Based upon the above data and assuming comparable deprivation effects across species, one would predict that primates which (unlike cats) normally show segregation of X-cells and Y-cells to the parvocellular and magnocellular layers, respectively (Sherman et al., 1976; Dreher et al., 1976; Malpeli and Schiller, 1977) would show a correspondingly greater net change in cell growth in the magnocellular geniculate laminae following deprivation. Reasonable species comparisons, however, will require both physiological study of deprived Y-type geniculate cells in primates and definitive morphological identification of deprived and nondeprived X-cells and Y-cells in cats.
Behavioral considerations
In our previous paper we were able to demonstrate that monocularly deprived galagos develop visual deficits that can best be explained by some form of binocular competition (Joseph and Casagrande, 1980). Thus, tests of visual orienting ability show a normal visual field for the nondeprived eye and vision limited to the temporal periphery (monocular segment) for the deprived eye. In this paper we have presented measurements of geniculate cell sizes in four of these behavioral animals, all of which showed significantly smaller cells in deprived geniculate segments that did not function in visual orientation, i.e., the binocular segments. No significant cell size changes were revealed for those geniculate segments (the monocular segments) which did function in visual orientation. A similar positive correlation between geniculate cell changes and visual behavior has also been reported for cats (Sherman, 1973; Sherman et al., 1974) and dogs (Sherman and Wilson, 1975).
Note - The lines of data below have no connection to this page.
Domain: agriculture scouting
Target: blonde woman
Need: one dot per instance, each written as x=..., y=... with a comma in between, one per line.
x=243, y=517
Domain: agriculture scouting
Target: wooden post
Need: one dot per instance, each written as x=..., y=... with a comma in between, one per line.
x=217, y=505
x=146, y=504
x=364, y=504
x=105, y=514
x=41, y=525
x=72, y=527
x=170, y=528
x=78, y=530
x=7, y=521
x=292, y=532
Two other features concerning the relationship between our anatomical and behavioral results merit discussion. First, the lack of significant cell size changes in the monocular segment of some of our behavioral cases contrasted with our findings for visually naïve animals. As discussed earlier, one explanation for the difference is that visual experience may reverse deprivation effects in the monocular segments under conditions of forced use. A second point concerns the critical period for producing morphological and behavioral deficits. In our behavioral animals a permanent loss of visual orienting ability within the binocular segment of the field was evident both n animals deprived starting within the first postnatal week or within the sixth postnatal week. In either case did reverse suture and forced use of the deprived eye by reverse suture cause obvious visual field recovery of an obvious reversal of morphological changes in mean cell size in the binocular segment of the geniculate nucleus. This suggest that as in cat (Wiesel and Hubel, 1965; Dews and Wiesel, 1970; Hubel and Wiesel, 1970; Movshon, 1976; Wan and Cragg, 1976; Blasdell and Pettigrew, 1978) 6 weeks postnatal in these primates is still within the critical period for producing deprivation-related changes and that many behavioral and morphological deficits produced by monocular lid closure at 6 weeks or earlier cannot be reversed by adult experience.